Structured Accessibility Testing
Automated accessibility checkers are a great first step, but they only catch a fraction of potential issues. Sooner or later, your team needs to dive into manual testing. But where do you start? Without a clear process, manual testing can feel disorganized and inconsistent, especially for teams where not everyone is an accessibility specialist. This is where guided accessibility testing tools come in. They create a bridge between simple automated scans and full, expert-led audits.
Two of the most effective tools in this space are Microsoft’s Accessibility Insights and the IBM Equal Access Checker. Both offer a structured, repeatable process that helps developers, QA testers, and product owners work together. They turn the abstract requirements of the Web Content Accessibility Guidelines (WCAG) into a series of straightforward checks. This article compares these two tools, looking at their features, workflows, and how they help teams build more accessible products.
Bridging Automation and Manual Testing Gaps
The biggest challenge with accessibility testing is often consistency.

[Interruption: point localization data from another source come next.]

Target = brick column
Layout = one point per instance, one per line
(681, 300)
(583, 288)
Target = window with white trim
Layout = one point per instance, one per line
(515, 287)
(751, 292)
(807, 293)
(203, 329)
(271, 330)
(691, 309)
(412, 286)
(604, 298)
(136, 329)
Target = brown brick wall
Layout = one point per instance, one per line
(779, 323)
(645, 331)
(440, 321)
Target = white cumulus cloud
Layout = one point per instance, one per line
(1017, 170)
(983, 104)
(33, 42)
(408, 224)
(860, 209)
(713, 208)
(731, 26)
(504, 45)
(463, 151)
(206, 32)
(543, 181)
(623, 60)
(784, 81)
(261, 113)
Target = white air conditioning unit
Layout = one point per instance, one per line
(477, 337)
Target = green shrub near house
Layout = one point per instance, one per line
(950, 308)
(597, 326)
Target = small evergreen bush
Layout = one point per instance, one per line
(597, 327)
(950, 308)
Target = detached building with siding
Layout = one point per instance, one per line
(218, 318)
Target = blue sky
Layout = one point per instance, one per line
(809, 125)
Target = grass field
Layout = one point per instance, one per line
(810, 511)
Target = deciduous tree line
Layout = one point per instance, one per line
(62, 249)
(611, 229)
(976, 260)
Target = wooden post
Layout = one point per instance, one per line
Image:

An automated tool will run the same checks every time, but it can’t understand context or user experience. A manual tester can, but their process might differ from a colleague’s. Guided testing tools solve this by providing a consistent framework for manual checks. They prompt testers with specific questions and instructions, making sure that nothing important gets missed.
This structured approach is a game-changer for teams. It means you don’t have to rely on a single accessibility expert to handle all the testing. Instead, the entire team can contribute, confident that they are following a sound process.

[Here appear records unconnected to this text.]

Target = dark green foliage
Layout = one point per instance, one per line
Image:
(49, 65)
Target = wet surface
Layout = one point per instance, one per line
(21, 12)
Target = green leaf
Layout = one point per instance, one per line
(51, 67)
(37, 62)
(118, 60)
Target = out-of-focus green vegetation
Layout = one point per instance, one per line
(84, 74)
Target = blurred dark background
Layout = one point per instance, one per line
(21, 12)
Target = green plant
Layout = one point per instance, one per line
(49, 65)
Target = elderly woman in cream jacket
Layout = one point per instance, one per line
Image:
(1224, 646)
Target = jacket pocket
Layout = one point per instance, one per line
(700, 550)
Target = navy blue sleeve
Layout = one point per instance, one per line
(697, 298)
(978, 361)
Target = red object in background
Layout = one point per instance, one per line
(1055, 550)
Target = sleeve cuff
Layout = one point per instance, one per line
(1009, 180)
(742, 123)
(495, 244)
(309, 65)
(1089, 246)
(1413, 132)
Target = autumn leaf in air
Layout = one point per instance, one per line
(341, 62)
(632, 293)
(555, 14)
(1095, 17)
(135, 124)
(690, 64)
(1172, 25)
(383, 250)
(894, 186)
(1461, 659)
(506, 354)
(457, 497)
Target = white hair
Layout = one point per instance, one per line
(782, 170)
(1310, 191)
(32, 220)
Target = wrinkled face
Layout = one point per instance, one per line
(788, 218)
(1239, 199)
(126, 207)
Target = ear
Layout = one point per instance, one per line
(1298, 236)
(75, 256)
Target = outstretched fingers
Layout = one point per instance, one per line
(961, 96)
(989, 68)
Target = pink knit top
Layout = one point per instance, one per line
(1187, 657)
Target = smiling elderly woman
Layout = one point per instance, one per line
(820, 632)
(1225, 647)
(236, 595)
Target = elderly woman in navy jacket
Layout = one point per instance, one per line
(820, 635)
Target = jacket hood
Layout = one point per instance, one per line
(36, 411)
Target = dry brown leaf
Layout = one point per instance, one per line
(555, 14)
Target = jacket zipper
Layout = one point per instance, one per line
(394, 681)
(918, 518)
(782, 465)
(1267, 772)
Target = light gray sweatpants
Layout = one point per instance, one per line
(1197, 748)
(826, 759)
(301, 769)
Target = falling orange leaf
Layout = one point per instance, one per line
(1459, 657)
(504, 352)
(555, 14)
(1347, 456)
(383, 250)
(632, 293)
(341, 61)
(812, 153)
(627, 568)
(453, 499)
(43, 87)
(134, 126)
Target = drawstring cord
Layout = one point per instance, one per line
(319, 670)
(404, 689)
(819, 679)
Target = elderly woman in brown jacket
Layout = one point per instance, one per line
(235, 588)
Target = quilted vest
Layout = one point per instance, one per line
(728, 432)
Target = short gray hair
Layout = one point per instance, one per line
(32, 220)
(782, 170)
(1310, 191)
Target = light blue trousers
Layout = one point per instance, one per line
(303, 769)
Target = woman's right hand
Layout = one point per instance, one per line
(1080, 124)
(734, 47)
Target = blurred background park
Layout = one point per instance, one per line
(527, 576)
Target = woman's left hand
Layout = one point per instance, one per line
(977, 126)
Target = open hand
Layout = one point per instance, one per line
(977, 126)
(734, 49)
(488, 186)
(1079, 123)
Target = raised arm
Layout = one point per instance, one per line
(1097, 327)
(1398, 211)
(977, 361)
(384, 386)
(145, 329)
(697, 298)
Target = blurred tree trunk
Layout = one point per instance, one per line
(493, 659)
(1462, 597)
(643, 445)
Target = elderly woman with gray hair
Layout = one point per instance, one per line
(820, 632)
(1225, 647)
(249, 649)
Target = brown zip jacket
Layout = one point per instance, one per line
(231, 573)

Why Guided Workflows Help Mixed Teams
In many organizations, the responsibility for accessibility doesn’t fall on just one person. Developers need to think about it while coding, QA analysts need to include it in their test plans, and product managers need to understand its impact. Guided workflows give these different roles a shared language and process.
For a developer, a guided tool can help them check their work before they even commit the code. For a QA analyst, it provides a ready-made test plan for accessibility. A product manager can use the reports from these tools to understand the current state of their product’s accessibility and prioritize fixes. Have you considered how a tool like this could streamline communication between your own teams? This shared foundation stops accessibility from being an afterthought and integrates it directly into the development cycle.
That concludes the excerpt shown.